Im Morast, der sich bei jedem Schritt wie Saugnäpfe um seine Füße schloss, verlor Jakob schon gleich zu Anfang seine halbhohen Stiefel. Er versuchte gar nicht erst sie zu retten, ihn beherrschte nur ein einziger Gedanke: Nichts wie an die frische Luft! Dort, wo sich am Ende des Kanals das helle Halbrund abzeichnete, lag die Freiheit!
Siebzehntes Kapitel
Mühsam kämpften sie sich dem Licht entgegen. Jeder Schritt im schlammigen Grund wurde für Jakob zu einer übermäßigen Anstrengung und jagte ihm eine neue Welle des Schmerzes durch den Körper. Dazu kamen die betäubenden Dämpfe und Gerüche, die sich unter dem gemauerten Kanalgewölbe stauten. Ohne die Hilfe von Bruder Basilius hätte er sich schon längst nicht mehr aufrecht halten können und er wäre in den ekelhaften Fluten versunken - der Freiheit so nahe und doch weiter von ihr entfernt, als seine eigenen Kräfte ihn tragen konnten.
Bruder Basilius stützte ihn und redete ihm gut zu. Doch Jakob nahm in seiner schmerzerfüllten Benommenheit kaum wahr, dass der Mönch zu ihm sprach. Verbissen richtete er seinen Willen darauf, einen Fuß vor den anderen zu setzen. Das helle Ende des Tunnels kam näher. Und dann sah er, wie sich vor ihm ein langer Schatten aus der Dunkelheit löste. Es handelte sich um ein Ruderboot, in dem sich nun eine Gestalt aufrichtete. Das musste Henrik Wassmo sein!
»Ich rief aus Nacht und Bangen und du im Licht, Herr, hast mich erhört!«, rief der Schwede erleichtert und dabei klang seine Stimme merkwürdig gedämpft.
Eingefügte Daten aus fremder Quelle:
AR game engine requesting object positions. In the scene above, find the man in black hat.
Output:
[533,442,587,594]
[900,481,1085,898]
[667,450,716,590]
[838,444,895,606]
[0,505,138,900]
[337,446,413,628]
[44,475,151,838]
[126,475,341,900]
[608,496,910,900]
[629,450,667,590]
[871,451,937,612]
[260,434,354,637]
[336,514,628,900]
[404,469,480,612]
Jakob taumelte an der Seite von Bruder Basilius auf das Ruderboot zu. Er sah und roch, dass Henrik Wassmo sich ein in Essig getränktes Tuch um Mund und Nase gebunden hatte, das er nun herunterzog. Er war wie ein einfacher Tagelöhner gekleidet und hatte seine blonde Lockenflut unter einer ausgebeulten Mütze versteckt. Zudem hatte er sich einen Vollbart wachsen lassen und seinen Kinnbart so zurechtgestutzt, dass er nicht mehr als Besonderheit auffiel.
»Helft mir Jakob ins Boot zu bekommen«, sagte Bruder Basilius atemlos. »Er ist verwundet und nur noch ein Schatten seiner selbst!«
»Von der Folter?« Der Schwede klang erschrocken.
»Nein, aber er fiebert und es geht ihm schlecht. Hievt ihn zuerst an Bord! Aber fasst ihn nicht am rechten Arm, denn dort hat ihn der Henker Mundt mit seinem Messer erwischt!«
Der Schwede packte Jakob am linken Arm und zog ihn mit Unterstützung des Mönches ins Boot. Dann half er Bruder Basilius den stinkenden Abwässern zu entkommen. »Zieht alles aus! Und beeilt Euch!«, drängte er Jakob und zerrte ihm die nassen, stinkenden Sachen förmlich vom Leib. Er gab ihm eine derbe Arbeitskutte, mit der Jakob sich bedecken konnte. »In einer halben Stunde ist es dunkel!«
Auch Bruder Basilius entledigte sich nun in Windeseile seiner Kleidung und zog eine ähnliche unscheinbare Kutte über, während der Schwede ihre nasse Kleidung in einen Beutel aus grobem Sackleinen stopfte.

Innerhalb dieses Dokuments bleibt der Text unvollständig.